Opkomst installaties in gebouwen
Het was de tijd dat architecten zich druk begonnen te maken over de uitgetrokken budgetten voor installaties in hun gebouwen en zich afvroegen in hoeverre deze de toekomst van architectuur in gevaar konden brengen. Het aandeel van en daarmee de zelfstandigheid van de installaties in de gebouwen namen in de daarop volgende decennia echter alleen maar toe. Uit deze ontwikkeling is wel de conclusie getrokken dat een gebouw in feite geen conventionele omhulling of envelop meer nodig heeft.
Deze ontwikkeling bereikt in het gebouw van Depot Boijmans Van Beuningen, ontworpen door MVRDV een nieuw hoogtepunt. Je kunt vermoeden dat de spectaculaire spiegelschil die door het grote publiek al vrij snel in de armen is gesloten en is erkend als iconisch, slechts mogelijk is dankzij de manier waarop in het gebouw het binnenklimaat wordt geregeld. Over dat gebouwbeheersysteem (GBS) sprak ik met Gerard Dullemond. Gerard werkt voor Heijmans, het bedrijf dat de komende tien jaar de installaties van het depotgebouw onderhoudt en beheert.
Hij wist me te vertellen dat de klimaateisen van het depot minstens zo hoog zijn als van een ‘clean room’. Bij de laatste wordt met de buitenwereld een sluis aangebracht om ervoor te zorgen dat de lucht in de ruimte goed blijft. Maar in het depot betreden bezoekers de ruimte, ze worden daarmee vervuilers die van alles meenemen. Uitdaging is om dit zo te monitoren dat dat wat Dullemond de luchthuishouding noemt, op orde blijft.
Regeling van temperatuur en vochtigheid
In het gebouw zijn 21 verschillende ruimtes te vinden waarvoor vijf verschillende temperatuur- en vochtigheidsinstellingen gelden. Leidend bij deze indeling zijn de materialen waaruit de kunstwerken bestaan, zoals papier, schilderdoek, metaal, plastic en fotografie. De luchtvochtigheid mag bij schilderijen 47.5-52.5% zijn, maar bij kleurenfotografie 34-38%. En terwijl kleurenfoto’s bij 8-9 C worden bewaard, kunnen zwart-witfoto’s 16-18 C aan. Met behulp van sensoren worden beide grootheden bijgehouden. Zodra de temperatuur dreigt op te lopen of te kelderen, onderneemt het systeem automatisch actie om het evenwicht te herstellen.
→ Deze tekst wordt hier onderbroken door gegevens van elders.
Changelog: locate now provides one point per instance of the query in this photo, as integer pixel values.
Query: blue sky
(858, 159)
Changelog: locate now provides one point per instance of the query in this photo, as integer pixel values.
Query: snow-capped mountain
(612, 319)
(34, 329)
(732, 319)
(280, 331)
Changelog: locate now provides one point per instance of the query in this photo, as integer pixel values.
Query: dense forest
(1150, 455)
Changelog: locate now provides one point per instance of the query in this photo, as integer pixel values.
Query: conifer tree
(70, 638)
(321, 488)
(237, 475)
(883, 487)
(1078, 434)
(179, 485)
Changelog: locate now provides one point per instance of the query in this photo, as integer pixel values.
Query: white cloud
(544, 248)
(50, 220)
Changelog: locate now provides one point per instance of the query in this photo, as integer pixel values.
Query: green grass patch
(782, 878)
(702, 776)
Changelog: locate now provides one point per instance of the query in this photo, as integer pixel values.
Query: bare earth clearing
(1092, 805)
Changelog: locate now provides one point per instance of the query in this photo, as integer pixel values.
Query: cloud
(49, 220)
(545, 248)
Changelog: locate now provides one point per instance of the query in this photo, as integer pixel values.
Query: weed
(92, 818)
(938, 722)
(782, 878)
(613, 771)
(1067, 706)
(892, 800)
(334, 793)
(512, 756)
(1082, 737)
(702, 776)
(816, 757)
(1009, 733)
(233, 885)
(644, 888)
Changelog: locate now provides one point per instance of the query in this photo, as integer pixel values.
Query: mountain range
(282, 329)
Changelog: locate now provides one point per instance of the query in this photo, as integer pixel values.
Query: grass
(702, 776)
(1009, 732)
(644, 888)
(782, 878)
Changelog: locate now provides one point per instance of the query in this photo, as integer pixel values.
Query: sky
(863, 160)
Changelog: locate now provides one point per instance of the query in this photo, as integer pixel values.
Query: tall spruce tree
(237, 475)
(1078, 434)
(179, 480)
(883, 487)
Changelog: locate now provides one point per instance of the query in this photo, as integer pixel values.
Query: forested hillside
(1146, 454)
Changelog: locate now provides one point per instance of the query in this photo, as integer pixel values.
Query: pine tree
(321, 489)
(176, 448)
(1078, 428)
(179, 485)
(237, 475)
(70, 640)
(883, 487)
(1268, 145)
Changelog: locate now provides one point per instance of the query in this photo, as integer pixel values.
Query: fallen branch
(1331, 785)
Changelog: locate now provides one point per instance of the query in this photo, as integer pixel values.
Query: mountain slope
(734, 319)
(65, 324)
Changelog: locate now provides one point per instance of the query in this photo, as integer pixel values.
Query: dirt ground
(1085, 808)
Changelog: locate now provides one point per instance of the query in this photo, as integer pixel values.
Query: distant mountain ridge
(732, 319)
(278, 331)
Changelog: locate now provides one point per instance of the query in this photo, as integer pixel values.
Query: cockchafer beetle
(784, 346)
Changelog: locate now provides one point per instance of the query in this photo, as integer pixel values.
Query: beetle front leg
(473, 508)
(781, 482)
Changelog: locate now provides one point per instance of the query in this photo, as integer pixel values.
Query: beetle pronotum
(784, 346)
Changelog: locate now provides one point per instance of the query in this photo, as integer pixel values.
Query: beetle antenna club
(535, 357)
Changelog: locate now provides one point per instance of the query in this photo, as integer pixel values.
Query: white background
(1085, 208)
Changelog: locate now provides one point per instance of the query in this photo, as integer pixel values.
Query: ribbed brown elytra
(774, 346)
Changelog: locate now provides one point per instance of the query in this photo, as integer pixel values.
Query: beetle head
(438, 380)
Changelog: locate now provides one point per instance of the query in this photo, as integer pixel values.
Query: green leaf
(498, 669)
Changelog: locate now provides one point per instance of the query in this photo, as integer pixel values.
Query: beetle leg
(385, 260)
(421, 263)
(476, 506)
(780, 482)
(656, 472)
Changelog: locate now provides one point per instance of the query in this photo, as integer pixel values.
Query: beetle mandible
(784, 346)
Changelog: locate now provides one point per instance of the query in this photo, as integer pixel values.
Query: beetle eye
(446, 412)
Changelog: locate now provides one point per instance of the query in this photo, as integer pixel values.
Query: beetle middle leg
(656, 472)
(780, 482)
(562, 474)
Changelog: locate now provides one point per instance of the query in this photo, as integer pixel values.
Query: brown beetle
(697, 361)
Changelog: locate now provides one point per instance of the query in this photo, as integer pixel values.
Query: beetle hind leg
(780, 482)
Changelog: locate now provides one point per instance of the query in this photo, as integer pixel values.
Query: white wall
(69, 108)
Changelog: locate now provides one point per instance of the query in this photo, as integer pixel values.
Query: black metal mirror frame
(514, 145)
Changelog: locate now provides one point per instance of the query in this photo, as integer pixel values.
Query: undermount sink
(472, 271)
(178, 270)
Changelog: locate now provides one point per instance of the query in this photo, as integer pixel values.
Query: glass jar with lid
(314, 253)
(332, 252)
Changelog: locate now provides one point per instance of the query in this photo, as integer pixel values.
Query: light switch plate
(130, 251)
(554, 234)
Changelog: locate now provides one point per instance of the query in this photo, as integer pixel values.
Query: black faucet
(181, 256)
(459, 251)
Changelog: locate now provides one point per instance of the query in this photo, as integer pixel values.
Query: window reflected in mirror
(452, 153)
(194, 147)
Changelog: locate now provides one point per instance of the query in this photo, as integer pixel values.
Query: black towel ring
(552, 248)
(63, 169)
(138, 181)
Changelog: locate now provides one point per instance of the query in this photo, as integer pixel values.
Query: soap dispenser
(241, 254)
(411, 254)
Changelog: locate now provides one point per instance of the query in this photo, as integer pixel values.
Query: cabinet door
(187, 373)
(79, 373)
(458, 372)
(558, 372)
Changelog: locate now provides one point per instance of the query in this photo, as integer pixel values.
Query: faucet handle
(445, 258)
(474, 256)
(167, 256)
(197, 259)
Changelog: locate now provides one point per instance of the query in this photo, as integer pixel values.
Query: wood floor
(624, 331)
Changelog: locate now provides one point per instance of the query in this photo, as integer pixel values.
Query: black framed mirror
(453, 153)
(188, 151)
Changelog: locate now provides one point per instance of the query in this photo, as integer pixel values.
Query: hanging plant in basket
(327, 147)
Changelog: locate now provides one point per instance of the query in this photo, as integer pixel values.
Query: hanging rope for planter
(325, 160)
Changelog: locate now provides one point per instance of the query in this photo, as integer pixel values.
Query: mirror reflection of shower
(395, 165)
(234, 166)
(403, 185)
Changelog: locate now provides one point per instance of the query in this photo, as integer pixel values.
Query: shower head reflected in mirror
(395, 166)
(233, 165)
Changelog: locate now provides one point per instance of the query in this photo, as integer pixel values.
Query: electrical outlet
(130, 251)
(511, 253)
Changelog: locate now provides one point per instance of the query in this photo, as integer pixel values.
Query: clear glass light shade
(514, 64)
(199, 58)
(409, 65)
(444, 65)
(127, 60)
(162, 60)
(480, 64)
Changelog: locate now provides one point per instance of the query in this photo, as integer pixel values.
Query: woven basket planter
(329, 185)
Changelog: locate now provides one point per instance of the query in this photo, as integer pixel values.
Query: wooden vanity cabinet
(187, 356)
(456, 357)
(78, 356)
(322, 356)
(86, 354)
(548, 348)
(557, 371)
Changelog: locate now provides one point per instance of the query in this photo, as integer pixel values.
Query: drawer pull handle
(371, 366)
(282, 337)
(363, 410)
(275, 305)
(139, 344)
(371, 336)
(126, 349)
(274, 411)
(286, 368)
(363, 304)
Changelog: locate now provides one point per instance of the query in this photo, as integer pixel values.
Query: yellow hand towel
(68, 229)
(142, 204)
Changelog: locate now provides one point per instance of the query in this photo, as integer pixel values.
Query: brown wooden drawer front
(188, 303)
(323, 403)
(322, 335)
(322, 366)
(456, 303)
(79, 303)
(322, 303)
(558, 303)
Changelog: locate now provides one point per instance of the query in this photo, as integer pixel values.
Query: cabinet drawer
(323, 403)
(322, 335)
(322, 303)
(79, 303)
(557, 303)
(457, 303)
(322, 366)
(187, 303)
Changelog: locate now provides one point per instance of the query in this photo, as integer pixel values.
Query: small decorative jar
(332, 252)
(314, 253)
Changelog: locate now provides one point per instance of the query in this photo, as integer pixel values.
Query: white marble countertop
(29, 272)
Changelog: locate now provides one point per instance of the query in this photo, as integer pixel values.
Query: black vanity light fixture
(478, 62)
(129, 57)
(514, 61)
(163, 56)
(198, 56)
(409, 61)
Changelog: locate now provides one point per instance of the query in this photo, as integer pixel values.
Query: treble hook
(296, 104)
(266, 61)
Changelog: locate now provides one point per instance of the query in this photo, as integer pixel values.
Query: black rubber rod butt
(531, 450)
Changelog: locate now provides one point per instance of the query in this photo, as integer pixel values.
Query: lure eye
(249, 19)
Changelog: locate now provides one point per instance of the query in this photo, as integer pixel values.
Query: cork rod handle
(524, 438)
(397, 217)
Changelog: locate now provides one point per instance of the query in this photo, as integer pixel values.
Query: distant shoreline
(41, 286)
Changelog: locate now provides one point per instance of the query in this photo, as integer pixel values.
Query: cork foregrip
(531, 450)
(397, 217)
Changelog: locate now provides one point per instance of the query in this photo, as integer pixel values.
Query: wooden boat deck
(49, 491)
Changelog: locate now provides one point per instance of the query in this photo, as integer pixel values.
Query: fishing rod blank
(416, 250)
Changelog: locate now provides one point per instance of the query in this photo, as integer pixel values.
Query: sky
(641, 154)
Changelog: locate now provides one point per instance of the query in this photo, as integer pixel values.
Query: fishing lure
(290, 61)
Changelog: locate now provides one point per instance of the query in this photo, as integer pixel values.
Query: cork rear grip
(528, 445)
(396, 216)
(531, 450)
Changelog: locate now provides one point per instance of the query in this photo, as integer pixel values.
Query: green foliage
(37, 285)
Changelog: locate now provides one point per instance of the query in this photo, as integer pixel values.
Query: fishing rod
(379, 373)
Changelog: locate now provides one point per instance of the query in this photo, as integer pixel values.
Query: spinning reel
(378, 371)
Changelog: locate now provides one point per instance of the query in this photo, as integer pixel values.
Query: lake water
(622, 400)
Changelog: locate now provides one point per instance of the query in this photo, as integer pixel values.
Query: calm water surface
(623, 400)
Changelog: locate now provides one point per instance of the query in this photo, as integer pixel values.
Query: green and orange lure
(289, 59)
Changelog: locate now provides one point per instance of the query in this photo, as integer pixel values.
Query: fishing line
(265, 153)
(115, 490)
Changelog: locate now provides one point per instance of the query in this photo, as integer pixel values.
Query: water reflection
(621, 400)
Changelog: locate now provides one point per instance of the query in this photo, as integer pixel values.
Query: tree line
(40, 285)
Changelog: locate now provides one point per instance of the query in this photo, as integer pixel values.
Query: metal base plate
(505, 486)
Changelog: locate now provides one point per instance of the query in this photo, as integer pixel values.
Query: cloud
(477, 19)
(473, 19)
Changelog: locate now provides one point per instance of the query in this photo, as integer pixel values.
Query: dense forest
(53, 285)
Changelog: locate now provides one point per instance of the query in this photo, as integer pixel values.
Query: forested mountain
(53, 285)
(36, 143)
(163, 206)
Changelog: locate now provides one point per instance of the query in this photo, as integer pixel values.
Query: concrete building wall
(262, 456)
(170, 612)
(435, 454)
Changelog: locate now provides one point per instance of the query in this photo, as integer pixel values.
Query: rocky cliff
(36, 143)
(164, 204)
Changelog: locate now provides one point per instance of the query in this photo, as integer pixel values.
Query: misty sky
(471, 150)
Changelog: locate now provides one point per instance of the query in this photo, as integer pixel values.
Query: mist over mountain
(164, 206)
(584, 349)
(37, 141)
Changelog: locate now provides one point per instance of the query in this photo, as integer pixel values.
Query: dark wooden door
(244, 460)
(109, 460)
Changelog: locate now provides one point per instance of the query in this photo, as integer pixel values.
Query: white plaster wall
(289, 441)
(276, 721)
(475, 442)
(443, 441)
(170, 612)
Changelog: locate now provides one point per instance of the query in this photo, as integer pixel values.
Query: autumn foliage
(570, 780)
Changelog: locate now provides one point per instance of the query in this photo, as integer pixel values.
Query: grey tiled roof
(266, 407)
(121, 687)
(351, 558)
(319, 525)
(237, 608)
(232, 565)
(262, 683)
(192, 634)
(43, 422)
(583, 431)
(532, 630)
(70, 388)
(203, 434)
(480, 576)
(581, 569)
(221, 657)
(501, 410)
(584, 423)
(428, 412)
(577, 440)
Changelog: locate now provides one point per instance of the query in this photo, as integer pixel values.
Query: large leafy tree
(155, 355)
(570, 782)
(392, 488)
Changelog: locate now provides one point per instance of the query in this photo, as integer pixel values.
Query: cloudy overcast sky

In de praktijk gebeurt dat door lucht of vocht in te blazen of juist te onttrekken. De installaties voor deze drie systemen bevinden zich op de vierde verdieping en lopen door het gehele gebouw. Iedere collectieruimte wordt apart gemonitord en zodra de temperatuur in een ruimte bijvoorbeeld te hoog dreigt te worden, gaat automatisch een klep open en wordt koude lucht ingeblazen, afgestemd op de vereiste luchtvochtigheid. Overigens zal de binnenconstructie van kalkzandsteen de daling of stijging ook temperen.
Grootste verstorende factor in de conditieniveaus is de bezoeker. Zodra deze een depotruimte betreedt, schiet de temperatuur omhoog. Allereerst zal dan het systeem proberen de temperatuur te herstellen en ervoor te zorgen dat ze binnen de afwijking van een halve graad valt. Maar als dat niet lukt, bijvoorbeeld omdat een bezoeker te lang blijft hangen, dan gaan volgens Dullemond alle alarmbellen af. Cruciaal zijn daarom de tijd die het systeem “krijgt” om de temperatuur en luchtvochtigheid te herstellen, alsmede de toegestane afwijking in temperatuur.
Luchtcirculatie in vide
Het publieke gebied is een open vide die verbonden is met de buitendeuren en het restaurant met tuin op het dak. Omdat de lucht stijgt is het boven altijd warm, wat wordt ondervangen door ventilatoren die de lucht laten circuleren. Om tocht te voorkomen wordt lucht op iedere verdieping ingeblazen en op de bovenste verdieping teruggewonnen en naar beneden toe afgevoerd. Voorwaarde is wel dat de deuren van het restaurant gesloten blijven en dat bezoekers via de sluis het dakterras betreden.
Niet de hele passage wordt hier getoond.